As i recall, nothing moved, besides collective jump, I will try it again

Tradheli AutoTune Update

This past week I was working on determining max RATE P and RATE D gains through doing a single sweep of dwells at with increasing frequency. The biggest challenge to this was being able to determine the gain and phase for the angular acceleration to commanded input. The rate controller runs a PID controller on angular rate. The sensor used to run the PID is a gyro which measures angular rate. This can be noisy but a lot of effort goes into cleaning up the signal for just sensor noise. But there is also vibration noise which can come from gears, props (multi’s), and the big one for heli’s is the rotor.
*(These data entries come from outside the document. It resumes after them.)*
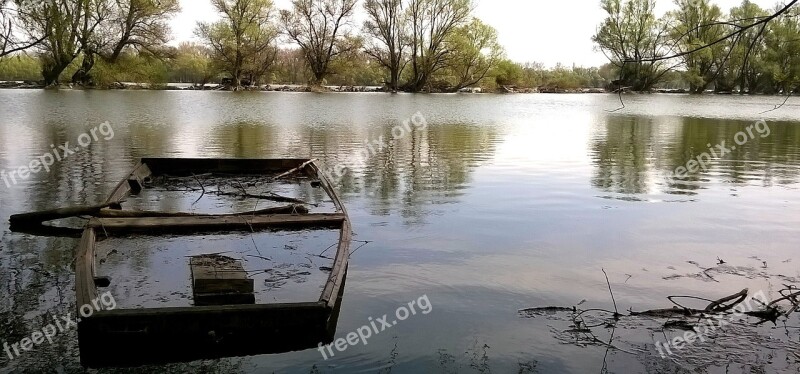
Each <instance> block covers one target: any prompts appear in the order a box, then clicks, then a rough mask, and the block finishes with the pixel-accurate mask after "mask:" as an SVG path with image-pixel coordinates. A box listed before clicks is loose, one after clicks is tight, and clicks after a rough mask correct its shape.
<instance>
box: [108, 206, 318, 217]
mask: <svg viewBox="0 0 800 374" xmlns="http://www.w3.org/2000/svg"><path fill="white" fill-rule="evenodd" d="M265 214H308V208H306V207H304V206H302V205H299V204H293V205H286V206H281V207H275V208H267V209H259V210H254V211H251V212H241V213H228V214H197V213H172V212H158V211H134V210H112V209H103V210H101V211H100V212H99V213H98V214H94V216H95V217H99V218H148V217H239V216H258V215H265Z"/></svg>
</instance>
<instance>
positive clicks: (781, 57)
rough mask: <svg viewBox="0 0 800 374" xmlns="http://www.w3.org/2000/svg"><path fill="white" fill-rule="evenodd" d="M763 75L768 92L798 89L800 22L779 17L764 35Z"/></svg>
mask: <svg viewBox="0 0 800 374" xmlns="http://www.w3.org/2000/svg"><path fill="white" fill-rule="evenodd" d="M776 10H777V9H776ZM764 47H765V50H764V65H763V67H764V69H765V71H764V73H765V74H766V75H767V78H768V80H769V85H770V87H769V91H771V92H786V93H790V92H793V91H795V90H797V89H798V87H800V20H798V18H797V17H781V18H779V19H776V20H774V21H772V22H771V23H770V24H769V26H768V27H767V31H766V33H765V35H764Z"/></svg>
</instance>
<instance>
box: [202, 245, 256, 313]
mask: <svg viewBox="0 0 800 374" xmlns="http://www.w3.org/2000/svg"><path fill="white" fill-rule="evenodd" d="M189 267H190V268H191V274H192V293H193V296H194V303H195V305H228V304H252V303H255V296H254V295H253V291H254V281H253V280H252V279H248V278H247V272H245V270H244V266H243V265H242V262H241V261H239V260H236V259H233V258H230V257H226V256H221V255H201V256H196V257H192V258H191V260H190V261H189Z"/></svg>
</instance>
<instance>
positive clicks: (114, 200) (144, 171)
mask: <svg viewBox="0 0 800 374" xmlns="http://www.w3.org/2000/svg"><path fill="white" fill-rule="evenodd" d="M151 174H152V172H151V171H150V168H149V167H148V166H147V165H146V164H145V163H143V162H141V161H140V162H139V163H138V164H136V166H135V167H134V168H133V171H131V173H130V174H128V175H127V176H126V177H125V178H123V179H122V180H121V181H120V182H119V183H118V184H117V186H116V187H115V188H114V192H112V193H111V195H110V196H109V197H108V200H106V202H109V203H110V202H115V201H122V199H124V198H125V197H127V196H128V195H129V194H130V192H131V184H130V179H131V178H132V177H134V176H135V178H138V179H139V180H140V181H142V180H144V179H145V178H147V177H149V176H150V175H151Z"/></svg>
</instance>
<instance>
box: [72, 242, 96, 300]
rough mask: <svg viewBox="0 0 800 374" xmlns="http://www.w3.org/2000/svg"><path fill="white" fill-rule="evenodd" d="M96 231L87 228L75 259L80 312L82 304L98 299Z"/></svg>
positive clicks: (78, 296) (76, 289)
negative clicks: (96, 259)
mask: <svg viewBox="0 0 800 374" xmlns="http://www.w3.org/2000/svg"><path fill="white" fill-rule="evenodd" d="M94 252H95V231H94V229H93V228H87V229H86V230H84V231H83V236H82V237H81V241H80V243H79V244H78V250H77V258H76V259H75V293H76V304H77V308H78V309H79V312H80V307H81V306H82V305H91V302H92V300H96V299H97V287H96V286H95V283H94Z"/></svg>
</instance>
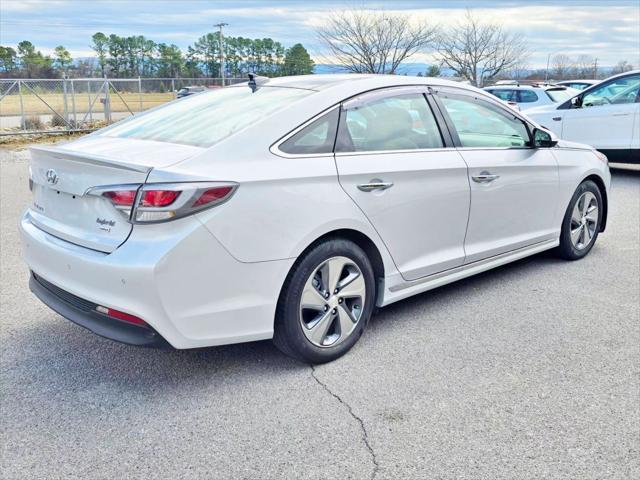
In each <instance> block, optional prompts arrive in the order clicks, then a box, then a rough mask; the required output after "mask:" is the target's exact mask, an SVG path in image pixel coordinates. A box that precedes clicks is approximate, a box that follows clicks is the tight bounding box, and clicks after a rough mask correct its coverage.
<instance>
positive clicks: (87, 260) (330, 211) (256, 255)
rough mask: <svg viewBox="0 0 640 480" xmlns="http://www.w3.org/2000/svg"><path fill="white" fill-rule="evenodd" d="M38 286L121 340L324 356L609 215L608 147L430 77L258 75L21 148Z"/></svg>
mask: <svg viewBox="0 0 640 480" xmlns="http://www.w3.org/2000/svg"><path fill="white" fill-rule="evenodd" d="M31 155H32V161H31V170H30V187H31V189H32V191H33V203H32V205H31V206H30V207H29V208H28V209H27V211H26V212H25V213H24V216H23V217H22V220H21V223H20V231H21V237H22V241H23V244H24V255H25V258H26V262H27V263H28V265H29V268H30V270H31V272H32V273H31V279H30V286H31V289H32V291H33V292H34V293H35V295H36V296H37V297H38V298H40V299H41V300H42V301H43V302H44V303H45V304H47V305H48V306H49V307H51V308H52V309H53V310H55V311H56V312H58V313H60V314H61V315H62V316H64V317H66V318H68V319H69V320H71V321H73V322H75V323H77V324H79V325H82V326H84V327H86V328H88V329H89V330H92V331H93V332H95V333H97V334H99V335H102V336H105V337H108V338H111V339H114V340H118V341H121V342H125V343H129V344H135V345H148V346H162V345H164V346H171V347H174V348H178V349H184V348H193V347H205V346H211V345H221V344H229V343H236V342H247V341H252V340H262V339H270V338H273V340H274V342H275V344H276V345H277V346H278V347H279V348H280V349H281V350H282V351H283V352H285V353H286V354H288V355H291V356H293V357H296V358H298V359H302V360H304V361H307V362H313V363H320V362H326V361H330V360H333V359H335V358H337V357H339V356H341V355H343V354H344V353H345V352H347V351H348V350H349V349H350V348H351V347H352V346H353V345H354V344H355V343H356V342H357V341H358V339H359V338H360V336H361V335H362V333H363V331H364V330H365V328H366V326H367V322H368V321H369V319H370V318H371V315H372V313H373V312H374V310H375V308H376V307H383V306H385V305H388V304H390V303H393V302H396V301H398V300H401V299H404V298H407V297H409V296H411V295H415V294H418V293H421V292H424V291H427V290H430V289H433V288H435V287H438V286H440V285H444V284H446V283H449V282H453V281H455V280H459V279H461V278H464V277H468V276H470V275H474V274H476V273H479V272H482V271H485V270H488V269H491V268H494V267H498V266H500V265H503V264H505V263H508V262H512V261H514V260H518V259H520V258H523V257H526V256H528V255H533V254H535V253H538V252H542V251H543V250H548V249H556V251H557V252H558V254H559V255H560V256H561V257H563V258H566V259H571V260H575V259H579V258H582V257H584V256H585V255H587V253H589V251H590V250H591V248H592V247H593V245H594V243H595V241H596V238H597V237H598V233H599V232H602V231H603V230H604V228H605V224H606V221H607V208H608V192H609V185H610V175H609V169H608V165H607V159H606V157H605V156H604V155H602V154H600V153H599V152H597V151H595V150H594V149H593V148H591V147H589V146H586V145H579V144H576V143H569V142H565V141H558V140H556V139H555V137H554V135H553V134H552V133H550V132H548V131H546V130H544V129H543V128H541V127H540V126H539V125H537V124H536V123H534V122H532V121H531V120H529V119H528V118H527V117H525V116H522V115H521V114H520V113H519V112H516V111H514V110H512V109H511V108H509V107H508V106H506V105H504V104H503V103H502V102H501V101H500V100H498V99H497V98H495V97H493V96H491V95H489V94H488V93H486V92H484V91H482V90H478V89H475V88H472V87H468V86H464V85H460V84H456V83H453V82H448V81H445V80H439V79H433V78H427V79H425V78H411V77H403V76H376V75H322V76H320V75H319V76H304V77H284V78H279V79H261V78H253V79H252V80H251V81H249V82H248V83H245V84H240V85H235V86H231V87H226V88H224V89H219V90H217V91H211V92H206V93H203V94H200V95H193V96H191V97H186V98H184V99H182V100H179V101H175V102H172V103H169V104H167V105H165V106H162V107H159V108H156V109H154V110H150V111H148V112H146V113H143V114H140V115H136V116H134V117H132V118H130V119H128V120H125V121H122V122H119V123H117V124H114V125H112V126H110V127H108V128H105V129H102V130H100V131H98V132H95V133H93V134H91V135H88V136H86V137H84V138H82V139H80V140H75V141H72V142H70V143H67V144H64V145H62V146H53V147H40V146H39V147H34V148H32V150H31Z"/></svg>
Any noise will affect being able to determine the gain and phase between the output (angular rate or acceleration) and the commanded input

So in order to determine the max allowable RATE P gain, the gain and phase is determined for angular rate output to the commanded input (motors class output). Generally this is not too hard because the rate output signal is cleaned up fairly well. It becomes more difficult to determine the acceleration output to commanded input which is what is used to determine the RATE D max allowable gain. Taking the derivative of the angular rate to get acceleration can become quite noisy and makes it hard to determine phase and gain.
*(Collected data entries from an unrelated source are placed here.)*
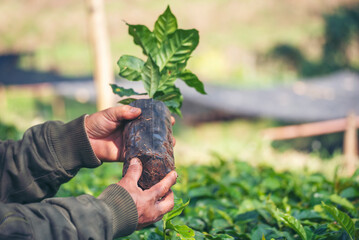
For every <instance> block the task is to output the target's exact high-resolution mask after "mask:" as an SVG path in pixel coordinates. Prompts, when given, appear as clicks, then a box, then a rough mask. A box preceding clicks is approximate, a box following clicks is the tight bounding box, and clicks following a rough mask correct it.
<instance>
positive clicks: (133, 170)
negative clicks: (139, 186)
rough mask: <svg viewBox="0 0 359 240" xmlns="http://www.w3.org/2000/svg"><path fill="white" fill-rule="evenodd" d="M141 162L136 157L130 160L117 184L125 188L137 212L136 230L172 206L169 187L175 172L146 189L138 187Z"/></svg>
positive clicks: (139, 176)
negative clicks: (137, 217)
mask: <svg viewBox="0 0 359 240" xmlns="http://www.w3.org/2000/svg"><path fill="white" fill-rule="evenodd" d="M141 174H142V164H141V161H140V160H139V159H137V158H134V159H132V160H131V162H130V166H129V167H128V170H127V173H126V175H125V176H124V177H123V178H122V179H121V181H119V182H118V183H117V184H118V185H120V186H121V187H123V188H124V189H126V190H127V192H128V193H129V194H130V195H131V197H132V199H133V200H134V202H135V204H136V207H137V212H138V225H137V230H139V229H141V228H143V227H145V226H148V225H150V224H152V223H155V222H157V221H159V220H161V219H162V217H163V215H165V214H166V213H167V212H169V211H171V210H172V209H173V206H174V195H173V192H172V190H171V187H172V186H173V185H174V184H175V183H176V179H177V173H176V172H175V171H171V172H170V173H168V174H167V176H166V177H165V178H164V179H162V180H161V181H160V182H159V183H157V184H156V185H154V186H153V187H151V188H150V189H147V190H142V189H141V188H140V187H138V185H137V182H138V180H139V179H140V177H141Z"/></svg>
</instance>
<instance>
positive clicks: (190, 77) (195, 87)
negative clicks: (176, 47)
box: [179, 70, 207, 94]
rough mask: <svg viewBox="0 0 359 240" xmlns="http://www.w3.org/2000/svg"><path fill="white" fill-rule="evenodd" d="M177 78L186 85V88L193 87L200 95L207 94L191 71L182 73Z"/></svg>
mask: <svg viewBox="0 0 359 240" xmlns="http://www.w3.org/2000/svg"><path fill="white" fill-rule="evenodd" d="M179 78H181V79H182V80H183V81H184V82H185V83H186V84H187V86H189V87H193V88H194V89H196V90H197V92H199V93H202V94H207V93H206V91H205V90H204V85H203V83H202V82H201V81H200V80H199V79H198V78H197V76H196V75H195V74H193V73H192V72H191V71H189V70H185V71H183V72H182V73H181V74H180V75H179Z"/></svg>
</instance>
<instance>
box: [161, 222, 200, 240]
mask: <svg viewBox="0 0 359 240" xmlns="http://www.w3.org/2000/svg"><path fill="white" fill-rule="evenodd" d="M167 229H172V230H174V231H175V232H177V233H178V234H179V237H180V239H186V240H195V238H194V236H195V233H194V231H193V229H191V228H190V227H188V226H186V225H174V224H172V223H171V222H168V223H167Z"/></svg>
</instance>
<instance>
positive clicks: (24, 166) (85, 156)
mask: <svg viewBox="0 0 359 240" xmlns="http://www.w3.org/2000/svg"><path fill="white" fill-rule="evenodd" d="M100 164H101V163H100V161H99V160H98V159H97V158H96V156H95V155H94V153H93V151H92V149H91V146H90V144H89V140H88V138H87V136H86V132H85V130H84V119H83V117H81V118H78V119H76V120H74V121H71V122H69V123H67V124H63V123H61V122H47V123H45V124H42V125H38V126H34V127H32V128H30V129H29V130H27V131H26V132H25V134H24V136H23V138H22V139H21V140H20V141H16V142H15V141H5V142H0V165H1V166H2V167H1V169H0V200H1V201H2V202H5V203H6V202H18V203H29V202H35V201H40V200H42V199H44V198H48V197H52V196H54V195H55V194H56V192H57V190H58V188H59V186H60V185H61V184H62V183H64V182H67V181H68V180H70V179H71V178H72V177H73V176H74V175H75V174H76V173H77V171H78V170H79V169H80V168H81V167H96V166H99V165H100Z"/></svg>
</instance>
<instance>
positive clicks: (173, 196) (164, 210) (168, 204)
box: [158, 190, 175, 214]
mask: <svg viewBox="0 0 359 240" xmlns="http://www.w3.org/2000/svg"><path fill="white" fill-rule="evenodd" d="M174 204H175V203H174V194H173V192H172V190H170V191H169V192H168V193H167V194H166V195H165V196H164V197H163V198H162V199H161V201H159V203H158V209H159V211H160V212H161V214H166V213H168V212H169V211H171V210H172V209H173V207H174Z"/></svg>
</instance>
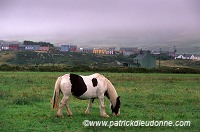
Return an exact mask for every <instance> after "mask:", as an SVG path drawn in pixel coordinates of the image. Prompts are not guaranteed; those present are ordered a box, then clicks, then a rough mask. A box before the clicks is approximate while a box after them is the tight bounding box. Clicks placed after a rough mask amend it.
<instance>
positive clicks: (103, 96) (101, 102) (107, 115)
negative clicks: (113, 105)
mask: <svg viewBox="0 0 200 132" xmlns="http://www.w3.org/2000/svg"><path fill="white" fill-rule="evenodd" d="M99 101H100V113H101V116H103V117H109V115H107V114H106V111H105V106H104V95H102V96H99Z"/></svg>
In conducting dwells at increasing frequency, this allows me to develop a relationship of gain (ratio of output to input) and phase (timing of output peak to input peak in the oscillation) to frequency. It determines the frequency response of the helicopter. This is done with only FF gain (PID gains are zero). Instability is determined where the phase crosses -180 deg. Using the gain at this phase crossing, one can calculate the max allowable gain before instability. The angular rate to command input is used to determine the max P gain and the angular acceleration to command input is used to determine the max D gain.

I am now able to calculate both of the max allowable gains from just the frequency response of angular rate to commanded input. I found that the acceleration to commanded input frequency response can be calculated from the rate frequency response. Using this information, I was able to do this with my helicopter. The nice thing about this is that I can do the dwell frequency sweep and then be able to tell the autotune logic gains in P and D that it shouldn’t exceed.


This is from a flight I peformed earlier today on my 600 size JR Ergo. I’ve plotted angular roll rate and the commanded roll output from the motors class (Rout). In less than 3 minutes, it performed the calculation of the FF gain and the sweep of dwells. The results of the dwells are listed below the graph. The frequency is in rad/s and the gain and phase is given. Given this data, the max allowable gain or the gain that would get you to within 6 db (safe margin) of the instability can be calculated for the rate P gain. It was determined to be 0.1 for rate P. I had previously tuned this aircraft about a year ago and had reached 0.07 before stopping because I started seeing feedback oscillations. My calculation did not match where I stopped my tuning because the safe margin of 6 db to the instability is not the right gain for a good tune. So my next step is to determine the step down from that calculation that gives a good tune.

Like I mentioned earlier, I figured out how to use this data to also determine the max allowable rate D gain. This uses the same data except, it is transformed in the frequency domain to a frequency response of angular acceleration to commanded input by multiplying the gain by the dwell frequency and subtracting 90 deg from the phase. The max allowable rate D gain was calculated to be 0.0035. Data from the tuning I did a year ago, showed that I went to 0.003 before stopping because of the feedback oscillations.

Plans forward with the autotune will be to package the dwell sweep into a separate test that will be conducted prior to Rate D and Rate P tuning. An appropriate knock down factor would be applied to the max allowable gains to come up with the rate P and rate D gains and then these gains would be tested in the rate P and rate D tests to verify the aircraft response is appropriately tuned and free of feedback oscillation.